CVS Caremark and Express Scripts, the country’s largest prescription insurers, released their 2017 lists of approved drugs this summer. Each insurer also has a long list of excluded medications. A couple of the drugs excluded are prescribed to treat diabetes and hepatitis. According to a Los Angeles Times story, the CVS list, “also excludes some cancer drugs, along with Proventil and Ventolin, commonly prescribed brands of asthma inhalers, while Express Scripts has dropped Orencia, a drug for rheumatoid arthritis.”

These exclusions are going to take consumers by surprise when they reach their pharmacy counter. The consumer has only two alternatives: pay the large fee to the pharmacist or attempt to appeal the decision in a process that is long and tiresome.

CVS currently lists roughly 130 drugs on their will-not-cover list. Express Scripts lists 85 and has a policy against banning cancer drugs or mental health medications.

So why do no-pay lists even exist? Because the threat of kicking drugs off their covered lists is a tactic insurers use to drive discounts. The practice is so new that Express Scripts and CVS have only used their lists this way since 2012. Both claim they’ve already extracted huge savings for their customers (the health insurance companies and private corporations who hire them to manage their prescription drug plans).

CVS said its lists will save customers $9 billion over the next five years. The company specifically targets drugs with prices that have more than tripled in the last three years. These drugs include three skin creams that combine an over-the-counter ingredient with a generic prescription drug to make a new and expensive brand-name medication.

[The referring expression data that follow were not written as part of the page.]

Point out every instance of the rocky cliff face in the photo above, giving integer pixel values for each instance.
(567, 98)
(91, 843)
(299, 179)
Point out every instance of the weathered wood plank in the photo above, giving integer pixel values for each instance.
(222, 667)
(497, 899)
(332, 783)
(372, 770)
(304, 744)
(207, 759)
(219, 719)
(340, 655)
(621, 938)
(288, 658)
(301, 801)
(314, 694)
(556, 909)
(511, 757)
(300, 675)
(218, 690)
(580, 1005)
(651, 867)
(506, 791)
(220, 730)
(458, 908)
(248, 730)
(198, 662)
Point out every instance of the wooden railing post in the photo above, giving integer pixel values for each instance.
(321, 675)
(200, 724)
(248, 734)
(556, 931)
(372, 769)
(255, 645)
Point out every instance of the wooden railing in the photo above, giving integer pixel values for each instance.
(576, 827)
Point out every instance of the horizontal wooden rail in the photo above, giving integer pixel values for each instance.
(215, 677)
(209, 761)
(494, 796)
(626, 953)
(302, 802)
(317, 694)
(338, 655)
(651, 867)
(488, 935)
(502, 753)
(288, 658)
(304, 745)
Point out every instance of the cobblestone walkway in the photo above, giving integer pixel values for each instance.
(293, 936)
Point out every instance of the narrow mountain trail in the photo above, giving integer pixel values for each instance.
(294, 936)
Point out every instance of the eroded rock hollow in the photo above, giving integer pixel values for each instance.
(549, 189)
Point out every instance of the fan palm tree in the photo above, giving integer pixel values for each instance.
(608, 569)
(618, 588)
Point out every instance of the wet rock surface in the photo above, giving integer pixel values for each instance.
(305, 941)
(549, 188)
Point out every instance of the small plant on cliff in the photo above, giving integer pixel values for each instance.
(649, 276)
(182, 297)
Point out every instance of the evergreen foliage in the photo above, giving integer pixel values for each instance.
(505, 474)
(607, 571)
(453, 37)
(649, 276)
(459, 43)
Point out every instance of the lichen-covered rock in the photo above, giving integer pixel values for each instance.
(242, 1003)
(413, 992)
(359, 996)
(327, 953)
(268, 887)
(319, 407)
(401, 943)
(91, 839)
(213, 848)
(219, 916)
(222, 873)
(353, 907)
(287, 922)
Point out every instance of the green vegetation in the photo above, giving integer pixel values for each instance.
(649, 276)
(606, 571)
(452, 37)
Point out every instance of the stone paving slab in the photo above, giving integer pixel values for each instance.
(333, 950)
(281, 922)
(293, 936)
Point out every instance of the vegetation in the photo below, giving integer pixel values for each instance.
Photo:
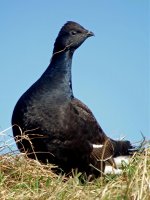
(24, 179)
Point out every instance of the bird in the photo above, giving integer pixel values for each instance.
(50, 124)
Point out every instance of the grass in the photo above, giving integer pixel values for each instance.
(24, 179)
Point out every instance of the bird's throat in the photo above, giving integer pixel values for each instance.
(59, 72)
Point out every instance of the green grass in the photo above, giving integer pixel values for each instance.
(24, 179)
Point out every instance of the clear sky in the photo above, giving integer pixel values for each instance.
(110, 71)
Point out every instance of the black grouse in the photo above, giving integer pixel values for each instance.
(51, 125)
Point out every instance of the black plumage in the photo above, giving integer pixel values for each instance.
(50, 124)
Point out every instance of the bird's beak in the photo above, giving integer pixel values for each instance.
(90, 33)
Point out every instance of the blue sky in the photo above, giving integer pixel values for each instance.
(110, 71)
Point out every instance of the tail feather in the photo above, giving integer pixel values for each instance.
(122, 148)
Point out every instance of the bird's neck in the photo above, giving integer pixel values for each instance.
(59, 72)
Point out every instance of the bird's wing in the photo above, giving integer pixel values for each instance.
(102, 146)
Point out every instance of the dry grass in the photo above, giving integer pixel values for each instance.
(25, 179)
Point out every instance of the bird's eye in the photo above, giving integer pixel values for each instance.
(73, 32)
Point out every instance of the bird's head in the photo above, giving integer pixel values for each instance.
(71, 36)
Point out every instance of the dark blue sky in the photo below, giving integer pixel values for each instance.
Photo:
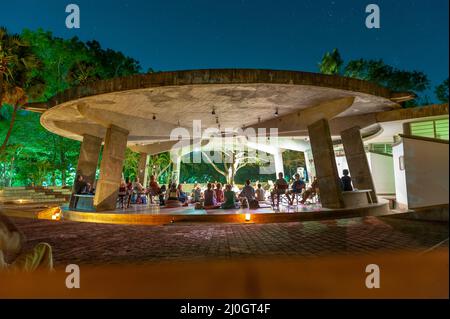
(294, 34)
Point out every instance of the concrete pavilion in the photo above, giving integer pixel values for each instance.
(311, 112)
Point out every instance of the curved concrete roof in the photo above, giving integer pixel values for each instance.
(239, 98)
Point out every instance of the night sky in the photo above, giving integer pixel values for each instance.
(293, 35)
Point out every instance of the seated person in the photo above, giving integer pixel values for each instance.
(196, 193)
(172, 196)
(248, 194)
(210, 196)
(311, 191)
(280, 188)
(139, 190)
(11, 254)
(153, 189)
(162, 194)
(123, 194)
(137, 186)
(260, 194)
(219, 193)
(80, 187)
(230, 198)
(297, 186)
(182, 196)
(346, 181)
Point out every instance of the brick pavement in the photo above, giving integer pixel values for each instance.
(88, 243)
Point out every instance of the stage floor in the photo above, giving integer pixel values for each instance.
(153, 209)
(155, 215)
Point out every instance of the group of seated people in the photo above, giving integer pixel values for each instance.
(298, 189)
(135, 192)
(215, 197)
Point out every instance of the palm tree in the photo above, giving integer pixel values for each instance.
(18, 79)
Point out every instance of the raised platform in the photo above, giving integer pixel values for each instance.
(154, 215)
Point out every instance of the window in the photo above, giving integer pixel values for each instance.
(433, 129)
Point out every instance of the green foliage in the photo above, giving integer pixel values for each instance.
(378, 72)
(130, 164)
(34, 155)
(441, 92)
(331, 63)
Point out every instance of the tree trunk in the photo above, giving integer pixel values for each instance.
(11, 125)
(1, 90)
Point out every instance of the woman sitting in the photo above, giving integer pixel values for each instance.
(230, 198)
(219, 193)
(210, 197)
(182, 196)
(196, 194)
(123, 201)
(172, 196)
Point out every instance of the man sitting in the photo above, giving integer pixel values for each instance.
(346, 181)
(281, 187)
(11, 254)
(260, 194)
(154, 189)
(248, 195)
(297, 187)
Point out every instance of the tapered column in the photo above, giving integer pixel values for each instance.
(325, 165)
(111, 168)
(278, 158)
(357, 161)
(88, 160)
(142, 168)
(177, 169)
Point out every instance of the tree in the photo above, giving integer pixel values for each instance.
(160, 166)
(18, 79)
(232, 161)
(63, 63)
(378, 72)
(331, 63)
(441, 92)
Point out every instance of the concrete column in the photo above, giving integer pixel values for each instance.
(111, 168)
(357, 161)
(88, 160)
(142, 168)
(177, 169)
(325, 165)
(309, 166)
(278, 158)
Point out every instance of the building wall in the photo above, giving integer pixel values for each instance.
(399, 175)
(427, 172)
(382, 168)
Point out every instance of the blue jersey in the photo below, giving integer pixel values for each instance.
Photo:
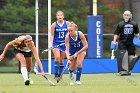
(60, 32)
(59, 35)
(75, 44)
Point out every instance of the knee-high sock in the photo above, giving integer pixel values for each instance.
(78, 73)
(24, 73)
(56, 65)
(61, 66)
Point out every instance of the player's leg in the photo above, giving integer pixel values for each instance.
(72, 67)
(122, 57)
(80, 59)
(29, 67)
(56, 53)
(61, 66)
(132, 57)
(24, 71)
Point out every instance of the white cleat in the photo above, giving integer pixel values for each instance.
(78, 82)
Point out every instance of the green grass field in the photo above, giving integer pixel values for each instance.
(91, 83)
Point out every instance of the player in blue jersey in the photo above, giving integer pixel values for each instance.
(58, 33)
(76, 44)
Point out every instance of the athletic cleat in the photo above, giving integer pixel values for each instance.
(78, 82)
(31, 81)
(27, 82)
(71, 75)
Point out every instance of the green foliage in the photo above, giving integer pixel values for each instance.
(74, 10)
(19, 15)
(111, 16)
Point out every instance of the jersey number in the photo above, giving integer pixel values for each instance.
(77, 45)
(61, 35)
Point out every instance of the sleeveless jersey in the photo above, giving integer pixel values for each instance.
(60, 32)
(75, 44)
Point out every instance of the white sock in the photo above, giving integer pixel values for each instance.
(24, 73)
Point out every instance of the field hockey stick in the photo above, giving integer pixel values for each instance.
(112, 55)
(46, 50)
(49, 81)
(67, 65)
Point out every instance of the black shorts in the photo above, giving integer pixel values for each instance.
(26, 54)
(129, 47)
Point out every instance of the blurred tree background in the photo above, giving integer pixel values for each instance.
(18, 16)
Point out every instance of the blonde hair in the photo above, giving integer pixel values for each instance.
(72, 24)
(59, 11)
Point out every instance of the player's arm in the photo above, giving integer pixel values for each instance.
(67, 47)
(34, 51)
(115, 38)
(85, 44)
(52, 33)
(8, 45)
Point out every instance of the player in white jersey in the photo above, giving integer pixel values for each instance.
(23, 48)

It should be noted that CVS is a big gorilla in the war. The company manages prescription coverage for roughly 75 million people in the U.S. For the first time, in 2017, it is dropping two so-called biologic drugs (diabetes drug Lantus as well as Neupogen, a chemotherapy medicine to help boost white blood cells and immunity). Instead, CVS is paying for alternatives known as biosimilars, which are not exact equivalents of the medications they replace.

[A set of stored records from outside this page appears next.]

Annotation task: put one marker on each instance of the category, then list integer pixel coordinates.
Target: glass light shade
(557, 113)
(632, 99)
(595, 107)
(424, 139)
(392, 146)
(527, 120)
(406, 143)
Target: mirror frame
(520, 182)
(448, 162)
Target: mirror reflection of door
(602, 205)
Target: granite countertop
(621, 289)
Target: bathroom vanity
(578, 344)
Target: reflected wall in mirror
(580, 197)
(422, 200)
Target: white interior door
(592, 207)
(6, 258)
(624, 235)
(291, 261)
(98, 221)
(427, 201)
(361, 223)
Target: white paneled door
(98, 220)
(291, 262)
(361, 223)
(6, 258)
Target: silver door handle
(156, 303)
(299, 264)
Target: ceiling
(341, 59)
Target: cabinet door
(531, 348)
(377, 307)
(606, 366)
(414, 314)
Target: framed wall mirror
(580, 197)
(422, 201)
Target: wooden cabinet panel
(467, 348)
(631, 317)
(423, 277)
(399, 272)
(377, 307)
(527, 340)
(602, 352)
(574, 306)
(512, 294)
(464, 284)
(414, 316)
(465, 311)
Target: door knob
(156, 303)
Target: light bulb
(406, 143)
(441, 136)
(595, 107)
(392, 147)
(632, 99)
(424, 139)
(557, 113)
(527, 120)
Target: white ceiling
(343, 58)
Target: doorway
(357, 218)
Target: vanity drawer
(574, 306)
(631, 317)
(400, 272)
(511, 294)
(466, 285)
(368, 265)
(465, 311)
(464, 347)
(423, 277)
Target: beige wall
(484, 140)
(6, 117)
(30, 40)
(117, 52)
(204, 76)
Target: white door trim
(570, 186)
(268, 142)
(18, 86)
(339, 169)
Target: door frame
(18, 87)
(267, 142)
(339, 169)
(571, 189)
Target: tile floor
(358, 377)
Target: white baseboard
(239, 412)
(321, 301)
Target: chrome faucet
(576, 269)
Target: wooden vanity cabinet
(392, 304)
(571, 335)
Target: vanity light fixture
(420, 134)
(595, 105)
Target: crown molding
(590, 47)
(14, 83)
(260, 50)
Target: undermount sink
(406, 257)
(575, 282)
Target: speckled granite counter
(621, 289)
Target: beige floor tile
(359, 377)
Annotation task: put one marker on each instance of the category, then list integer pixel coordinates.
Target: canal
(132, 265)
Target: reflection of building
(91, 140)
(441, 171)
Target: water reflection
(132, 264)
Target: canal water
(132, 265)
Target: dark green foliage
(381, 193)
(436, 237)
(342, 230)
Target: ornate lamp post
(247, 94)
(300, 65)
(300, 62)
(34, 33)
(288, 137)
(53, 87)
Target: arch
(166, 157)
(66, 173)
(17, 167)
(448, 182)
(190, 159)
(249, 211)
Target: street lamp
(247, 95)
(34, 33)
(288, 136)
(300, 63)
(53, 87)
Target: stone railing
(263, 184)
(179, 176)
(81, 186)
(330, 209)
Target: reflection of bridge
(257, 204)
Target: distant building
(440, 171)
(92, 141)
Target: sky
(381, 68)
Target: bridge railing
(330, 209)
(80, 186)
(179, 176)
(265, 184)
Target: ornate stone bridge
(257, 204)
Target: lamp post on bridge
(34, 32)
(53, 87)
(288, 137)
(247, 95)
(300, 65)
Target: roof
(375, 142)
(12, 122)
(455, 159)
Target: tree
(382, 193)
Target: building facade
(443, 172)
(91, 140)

In the price war, that is just part of the strategy of exclusionary lists – pitting brand-name drugs that treat the same condition against each other, rather than waiting for generic drugs to come on the market to drive prices down.

The other big gorilla, Express Scripts, covers a staggering 85 million people. A company spokesman said Express Scripts tries to avoid excluding drugs because exclusions are an inconvenience to patients.

“Express Scripts will only ask members to switch their medication if there is a clinically equivalent alternative,” the spokesman told NPR, “and only if that switch delivers a significant cost savings for their employer.”

For patients, the inconvenience may become a dire medical issue when the excluded medications do not have a generic alternative that pharmacists can substitute automatically. This requires a patient having to go back to his or her physician to receive a written prescription for a new drug. There are also times when the drug on the insurer’s approved list does not work as well for the patient as the one that was booted off the list.

But Americans want, even demand, our drugs with prescriptions in hand.

Thus, the pharmaceutical price war rages on with no real end in sight.